Diversity Beat Power
We could have trained a single powerful model. We tried. LightGBM alone got us decent results. A deep neural network, maybe better. But there’s a ceiling in constrained settings: no single architecture captures all the signal without overfitting some of it. So we built an ensemble. Not because ensembles are trendy. Because three different models captured three different types of signals. Each model was strong enough to contribute meaningfully, different enough to disagree on different samples. When they agreed, we could trust the prediction.
Regularization Over Capacity
Every decision we made was about preventing overfitting, not boosting training accuracy. Because if we overfit, then it would result in subpar results on the unseen test dataset. LightGBM used shallow trees, a low learning rate, and heavy subsampling. Logistic regression used strong L1/L2 penalties. The neural network used aggressive dropout (60%), early stopping, label smoothing, and gradient clipping.
When you’re constrained by data size, regularization isn’t a penalty you apply after the fact. It’s the primary objective. Every hyperparameter choice was about constraining the hypothesis space, about saying “no” to capacity we couldn’t afford.
Domain Knowledge Changes Everything (If You Let It)
This was the biggest shift in how we thought about the problem. Domain knowledge shaped the architecture upstream. Which proteins might actually matter for acute tubular injury? What biological mechanisms should a good model respect? How should a neural network be structured to capture protein signals intelligently?
These questions influenced our feature selection strategy, our ensemble composition, and which regularization choices felt right. We weren’t fitting everything and then checking if it made sense.

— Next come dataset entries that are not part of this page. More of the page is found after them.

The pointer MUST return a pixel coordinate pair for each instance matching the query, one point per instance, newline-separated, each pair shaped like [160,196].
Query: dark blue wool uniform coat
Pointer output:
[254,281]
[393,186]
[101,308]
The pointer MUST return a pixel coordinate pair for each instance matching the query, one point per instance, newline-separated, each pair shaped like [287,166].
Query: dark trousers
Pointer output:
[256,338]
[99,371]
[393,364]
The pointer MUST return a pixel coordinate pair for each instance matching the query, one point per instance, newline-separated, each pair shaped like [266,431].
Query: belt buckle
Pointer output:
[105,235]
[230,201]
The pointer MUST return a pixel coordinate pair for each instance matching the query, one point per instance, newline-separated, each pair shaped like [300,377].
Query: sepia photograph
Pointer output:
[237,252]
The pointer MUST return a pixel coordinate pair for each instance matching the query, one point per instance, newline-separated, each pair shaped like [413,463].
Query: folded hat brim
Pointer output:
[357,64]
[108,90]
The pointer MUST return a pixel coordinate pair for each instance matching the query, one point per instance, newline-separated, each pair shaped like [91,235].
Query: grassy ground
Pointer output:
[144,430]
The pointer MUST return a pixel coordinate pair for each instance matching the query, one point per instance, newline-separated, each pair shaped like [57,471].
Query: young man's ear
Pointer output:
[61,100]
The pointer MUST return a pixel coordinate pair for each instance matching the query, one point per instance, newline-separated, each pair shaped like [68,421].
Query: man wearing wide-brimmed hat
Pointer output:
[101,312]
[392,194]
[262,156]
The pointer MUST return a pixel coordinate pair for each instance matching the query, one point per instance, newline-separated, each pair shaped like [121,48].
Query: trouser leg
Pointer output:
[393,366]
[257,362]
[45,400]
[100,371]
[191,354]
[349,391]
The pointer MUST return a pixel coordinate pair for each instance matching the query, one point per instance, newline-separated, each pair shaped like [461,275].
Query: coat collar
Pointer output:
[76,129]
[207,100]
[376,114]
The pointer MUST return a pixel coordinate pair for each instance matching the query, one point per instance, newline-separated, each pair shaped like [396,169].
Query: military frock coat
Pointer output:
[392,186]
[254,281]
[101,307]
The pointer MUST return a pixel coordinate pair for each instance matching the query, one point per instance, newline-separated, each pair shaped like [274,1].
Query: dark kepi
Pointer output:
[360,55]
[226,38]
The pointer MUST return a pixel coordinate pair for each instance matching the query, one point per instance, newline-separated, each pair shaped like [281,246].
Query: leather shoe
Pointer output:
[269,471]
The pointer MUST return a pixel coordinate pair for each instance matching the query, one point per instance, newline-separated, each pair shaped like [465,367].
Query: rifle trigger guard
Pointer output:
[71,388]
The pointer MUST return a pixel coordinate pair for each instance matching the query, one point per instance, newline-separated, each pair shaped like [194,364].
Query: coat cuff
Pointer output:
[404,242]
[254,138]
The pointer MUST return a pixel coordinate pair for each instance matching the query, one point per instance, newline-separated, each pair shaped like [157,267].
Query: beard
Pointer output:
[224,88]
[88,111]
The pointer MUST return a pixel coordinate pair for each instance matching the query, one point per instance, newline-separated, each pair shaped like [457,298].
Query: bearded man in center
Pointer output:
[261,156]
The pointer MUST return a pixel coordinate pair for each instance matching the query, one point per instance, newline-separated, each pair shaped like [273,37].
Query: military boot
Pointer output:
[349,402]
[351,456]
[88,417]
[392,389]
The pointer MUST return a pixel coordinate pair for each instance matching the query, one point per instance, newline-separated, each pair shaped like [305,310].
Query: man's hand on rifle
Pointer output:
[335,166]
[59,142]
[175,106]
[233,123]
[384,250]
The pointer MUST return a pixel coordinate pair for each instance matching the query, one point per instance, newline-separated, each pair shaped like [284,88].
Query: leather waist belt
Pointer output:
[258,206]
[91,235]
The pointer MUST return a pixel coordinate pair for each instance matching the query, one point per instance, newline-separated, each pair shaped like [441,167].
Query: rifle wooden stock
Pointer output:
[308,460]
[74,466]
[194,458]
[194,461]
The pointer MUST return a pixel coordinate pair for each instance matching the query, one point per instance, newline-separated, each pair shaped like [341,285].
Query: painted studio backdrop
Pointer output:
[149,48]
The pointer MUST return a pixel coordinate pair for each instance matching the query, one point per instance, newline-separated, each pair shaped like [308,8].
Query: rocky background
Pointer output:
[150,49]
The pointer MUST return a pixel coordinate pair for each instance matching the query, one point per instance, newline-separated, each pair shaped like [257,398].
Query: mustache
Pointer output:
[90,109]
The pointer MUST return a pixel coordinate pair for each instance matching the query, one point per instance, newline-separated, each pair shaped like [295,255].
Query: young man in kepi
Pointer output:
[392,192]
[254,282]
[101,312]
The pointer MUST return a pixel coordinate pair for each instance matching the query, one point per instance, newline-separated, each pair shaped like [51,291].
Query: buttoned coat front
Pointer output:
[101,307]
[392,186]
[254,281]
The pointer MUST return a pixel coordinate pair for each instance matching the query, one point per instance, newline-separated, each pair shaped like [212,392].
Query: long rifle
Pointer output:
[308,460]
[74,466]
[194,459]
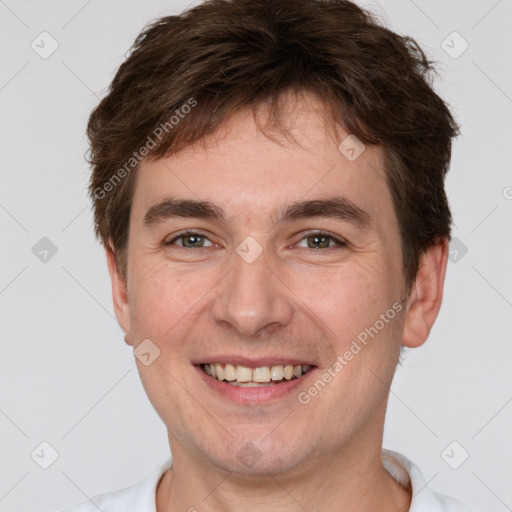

We were eliminating biologically implausible paths before we even started fitting.
The Secret Formula?
Scope your effort. When we started, we looked at all three tracks. Nice exploration. But the moment we committed to Track 3, we went deep. We didn’t try to be decent at everything. We tried to be exceptional at one thing. That’s where the win came from.
Iterate fast, validate rigorously. Build a baseline quickly. Test it. Find what breaks. Fix it. But never skip validation. Overfitting doesn’t announce itself. You catch it by validating faithfully.
Team composition matters more than you think. We had machine learning expertise, yes. But we also had biomedical domain knowledge. We had someone who could code reliably under time pressure. The combination was the difference. One person can’t be an expert at everything. A team of specialists beats a team of generalists.
The Bigger Picture
What strikes me now, looking back, is how much of this comes down to accepting constraints rather than fighting them.
We didn’t have thousands of samples. We didn’t pretend we did. We built a pipeline that works well with what we had. We didn’t have unlimited computational power. We didn’t try to train massive models. We chose depth in one direction (careful regularization, diverse ensemble) over breadth in another (architecture search, hyperparameter grids). We didn’t have perfect data. We built preprocessing that reduces noise rather than trying to extract every ounce of signal. We didn’t have unlimited AI. We were cavemaning through Stack Overflow at one point. Yes, in 2026!
That’s the real lesson from this hackathon. Not a fancy algorithm or a clever trick. Just this: understand your constraints, respect your data, and build from there.